Iman itu apa bentuk kalimatnya? Fa inna imaana. Iman itu apa bentuk kalimatnya. Mashdar betul.. apa fi'ilnya? apa fi'il madhinya? aamana. Apa Mudhore'nya? Yu-minu. Aamana itu tsulatsi mujarrod atau mazid? tsulatsi mazid, berapa huruf? satu huruf. Bab yang keberapa? yang pertama. Pertanyaanya kenapa jadi AAmana. Bukankah timbanganya af'ala, aslama misalnya, kok menjadi Aaamana? Pada dasarnya dia a-mana. Hamzah itu dimatikan, disukunkan. Tetapi, ketika hamzah itu apa istilahnya, dia dilembutkan di talyinkan. Dia dilandaikan, aamana. Begitu, aslinya? A-mana - yu-minu i-maanan. Itu aslinya, tapi kemudian mengalami idhgom. 
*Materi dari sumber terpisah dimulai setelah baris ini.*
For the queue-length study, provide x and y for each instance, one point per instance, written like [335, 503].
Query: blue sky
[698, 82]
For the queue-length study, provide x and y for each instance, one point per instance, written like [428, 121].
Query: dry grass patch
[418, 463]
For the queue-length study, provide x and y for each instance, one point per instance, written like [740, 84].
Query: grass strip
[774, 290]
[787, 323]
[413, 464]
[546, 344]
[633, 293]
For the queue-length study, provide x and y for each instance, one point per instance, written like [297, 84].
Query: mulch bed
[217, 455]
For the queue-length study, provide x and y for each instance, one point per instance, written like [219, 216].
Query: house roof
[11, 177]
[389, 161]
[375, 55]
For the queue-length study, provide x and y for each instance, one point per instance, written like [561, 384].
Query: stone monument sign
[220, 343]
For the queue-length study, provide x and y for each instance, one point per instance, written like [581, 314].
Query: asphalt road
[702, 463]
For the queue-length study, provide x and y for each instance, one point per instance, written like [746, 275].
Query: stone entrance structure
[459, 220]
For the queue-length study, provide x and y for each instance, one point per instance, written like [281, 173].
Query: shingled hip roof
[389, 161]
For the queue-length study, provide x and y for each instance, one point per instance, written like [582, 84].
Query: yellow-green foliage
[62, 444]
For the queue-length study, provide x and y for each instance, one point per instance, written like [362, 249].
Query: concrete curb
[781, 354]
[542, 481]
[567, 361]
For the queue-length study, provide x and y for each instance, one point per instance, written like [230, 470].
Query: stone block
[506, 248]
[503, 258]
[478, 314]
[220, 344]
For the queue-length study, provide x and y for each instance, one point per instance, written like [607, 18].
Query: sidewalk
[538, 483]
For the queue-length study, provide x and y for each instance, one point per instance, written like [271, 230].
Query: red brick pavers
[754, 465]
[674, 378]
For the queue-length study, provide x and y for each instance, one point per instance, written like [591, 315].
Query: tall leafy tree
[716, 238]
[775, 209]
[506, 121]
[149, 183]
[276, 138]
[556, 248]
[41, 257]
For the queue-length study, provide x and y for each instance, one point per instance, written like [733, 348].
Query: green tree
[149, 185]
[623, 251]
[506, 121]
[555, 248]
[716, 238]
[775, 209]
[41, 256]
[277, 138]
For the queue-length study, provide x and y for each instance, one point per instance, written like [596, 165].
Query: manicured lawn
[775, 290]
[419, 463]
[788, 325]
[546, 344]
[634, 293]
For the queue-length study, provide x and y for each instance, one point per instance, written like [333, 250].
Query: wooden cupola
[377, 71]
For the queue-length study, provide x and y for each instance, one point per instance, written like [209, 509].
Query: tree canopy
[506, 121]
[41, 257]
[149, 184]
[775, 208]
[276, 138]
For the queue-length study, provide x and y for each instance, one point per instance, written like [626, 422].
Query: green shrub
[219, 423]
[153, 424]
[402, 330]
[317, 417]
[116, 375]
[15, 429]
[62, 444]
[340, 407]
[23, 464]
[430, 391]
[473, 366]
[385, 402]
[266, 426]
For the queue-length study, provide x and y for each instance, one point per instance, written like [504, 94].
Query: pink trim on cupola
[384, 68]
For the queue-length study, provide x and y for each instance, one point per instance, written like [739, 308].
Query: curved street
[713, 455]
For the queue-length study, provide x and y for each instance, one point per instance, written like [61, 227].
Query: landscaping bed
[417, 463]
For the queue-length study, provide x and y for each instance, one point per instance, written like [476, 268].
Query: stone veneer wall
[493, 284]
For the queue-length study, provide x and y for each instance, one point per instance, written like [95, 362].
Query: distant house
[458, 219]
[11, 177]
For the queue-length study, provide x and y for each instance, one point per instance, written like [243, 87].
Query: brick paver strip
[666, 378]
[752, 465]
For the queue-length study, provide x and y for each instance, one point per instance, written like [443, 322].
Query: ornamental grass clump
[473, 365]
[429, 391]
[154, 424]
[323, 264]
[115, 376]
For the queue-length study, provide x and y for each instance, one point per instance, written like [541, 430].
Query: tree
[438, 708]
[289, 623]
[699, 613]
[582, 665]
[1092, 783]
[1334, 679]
Al Muqollid, apa shighotnya al muqollid? isim fa'il. Coba nanda, bagaimana cara membentuk isim fa'il dari sebuah fi'il. Bagaimana cara membentuk isim fa'il. Isim fail itu, isim yang menunjukkan kepada apa? Pelaku. Kalau untuk tsulatsi mujarrod, maka isim failnya cukup kita bentuk dalam wazan faa'ilun. Maka kataba menjadi? kaatibun. qoro-a menjadi? qooriun. Yang penting harus dalam bentuk, dalam wazan faa'ilun. Tapi kalau fi'il itu fi'il tsulatsi mazid, maka membentuk isim failnya berangkat dari bentuk mudhore'nya dulu. Muqollid itu apa fi'il madhinya? Qollada yuqollidu, taqliidan. Taqlid itu mashdarnya. Dari yuqollidu, kita buat menjadi, kita buang huruf mudhoroahnya, Ditambah dengan mim, yang berbaris di depan, dhommah. Dan dikasrohkan huruf yang sebelum akhir. Jadi? muqollidun. Itu langkah2 membuat isim fail dari tsulatsi mazid. Ini hanya untuk sekedar menyegarkan saja, apa yang nanda pelajari di sekolah. 
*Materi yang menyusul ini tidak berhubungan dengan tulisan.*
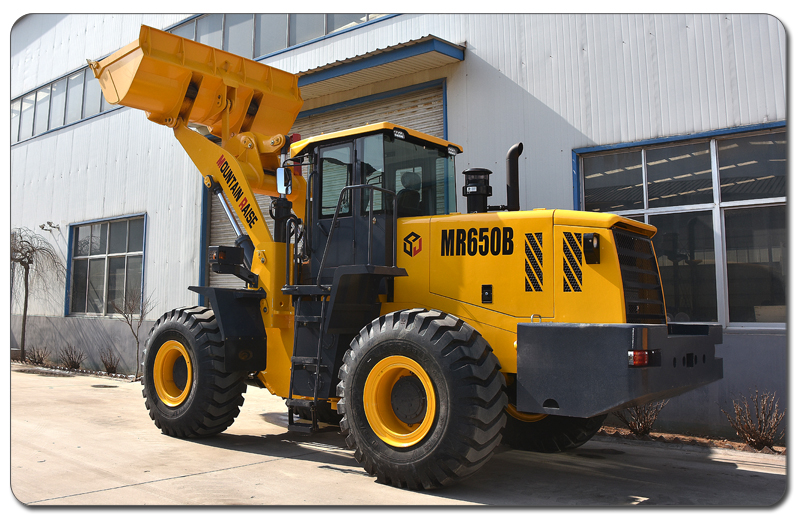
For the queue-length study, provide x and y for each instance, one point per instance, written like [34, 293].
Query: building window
[720, 208]
[304, 27]
[106, 265]
[257, 35]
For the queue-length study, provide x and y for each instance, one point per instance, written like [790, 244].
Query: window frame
[71, 257]
[717, 206]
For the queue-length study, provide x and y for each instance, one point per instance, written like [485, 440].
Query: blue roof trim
[320, 38]
[678, 138]
[577, 199]
[369, 98]
[417, 49]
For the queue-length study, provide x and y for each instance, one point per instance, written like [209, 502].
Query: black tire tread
[219, 394]
[478, 403]
[553, 434]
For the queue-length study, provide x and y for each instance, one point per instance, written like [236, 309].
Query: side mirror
[284, 178]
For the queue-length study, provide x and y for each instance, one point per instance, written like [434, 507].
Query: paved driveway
[86, 440]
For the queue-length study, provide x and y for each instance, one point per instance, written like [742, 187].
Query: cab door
[335, 165]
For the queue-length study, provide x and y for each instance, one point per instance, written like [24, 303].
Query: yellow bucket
[157, 72]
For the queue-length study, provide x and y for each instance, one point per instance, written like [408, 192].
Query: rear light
[644, 358]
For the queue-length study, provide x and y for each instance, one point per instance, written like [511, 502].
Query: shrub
[758, 429]
[38, 355]
[640, 418]
[71, 357]
[109, 359]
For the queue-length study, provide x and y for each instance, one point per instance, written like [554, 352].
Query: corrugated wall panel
[554, 82]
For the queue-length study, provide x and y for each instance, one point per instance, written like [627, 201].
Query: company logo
[412, 244]
[477, 241]
[248, 212]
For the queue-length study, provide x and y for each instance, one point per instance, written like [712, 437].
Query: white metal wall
[559, 82]
[114, 165]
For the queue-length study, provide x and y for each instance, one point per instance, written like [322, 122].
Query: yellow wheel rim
[169, 364]
[378, 402]
[522, 416]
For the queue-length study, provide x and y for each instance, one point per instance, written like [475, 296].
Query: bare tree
[33, 262]
[134, 309]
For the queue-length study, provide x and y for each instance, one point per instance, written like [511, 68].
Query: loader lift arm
[248, 105]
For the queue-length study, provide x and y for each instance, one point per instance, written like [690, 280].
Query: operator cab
[383, 163]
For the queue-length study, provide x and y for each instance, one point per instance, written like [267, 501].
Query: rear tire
[550, 434]
[186, 389]
[422, 399]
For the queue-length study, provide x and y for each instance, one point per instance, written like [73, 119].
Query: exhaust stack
[512, 177]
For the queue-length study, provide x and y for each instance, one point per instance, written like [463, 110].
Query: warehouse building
[675, 120]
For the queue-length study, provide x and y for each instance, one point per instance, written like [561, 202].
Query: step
[301, 428]
[307, 361]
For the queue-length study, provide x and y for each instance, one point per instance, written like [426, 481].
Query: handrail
[371, 188]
Jadi inti dari halaman ini adalah seorang pencari ilmu, tholibul ilmi, sebelum memulai untuk belajar. Semestinya sebelum memulai untuk belajar, harus menentukan apa cabang ilmu yang akan dikajinya. Cari, tentukan ilmu terbaik yang akan kita kaji. Sehingga sesuai antara ilmunya bagus, kita pun suka. Dua itu diperlukan, kesukaan, dan juga ilmunya itu juga bagus. Kemudian nanti pilih juga siapa? gurunya. Ini juga, sekarang orang juga sudah mulai jarang jadi pertimbangan. Orang ketika memilih sekolah apa yang dipertimbangkan? Ya seperti akreditasinya apa? Kemudian mengenai biaya, kelengkapan fasilitas, Tapi masih ada orang yang mulai mempertimbangkan? siapa guru2 yang ada disana? kita mulai jarang. Padahal perspektif para ulama, sebelum menentukan tempat belajar, yang paling penting itu lihat dulu siapa? gurunya. Kenapa? karena pada akhirnya, seorang murid akan mencontoh gurunya. Dia akan dipengaruhi oleh gurunya. Maka kalau salah2 guru, ya tidak bagus hasilnya, meskipun tempatnya bagus. Jadi tentukan ilmunya dulu, apa yang akan dipilih, dan dahulukan mengkaji ilmu tauhid. Karena itu ilmu yang pondasi, ilmu yang pokok, tentang bagaimana kita mengesakan Alloh. Dan jangan mencukupkan dengan taqlid saja. Dengan apa yang sudah kita terima dari orang tua. Fikirkan juga, apa dalilnya, apa argumentasinya, tentang wujudulloh. Lalu utamakan ilmu2 yang sudah lama, yang sudah dikaji sejak dahulu, sampai sekarang. Dan jauhi ilmu2 yang baru2, dalam masalah keislaman tentunya. Untuk masalah duniawi, silahkan yang baru2 dikaji. 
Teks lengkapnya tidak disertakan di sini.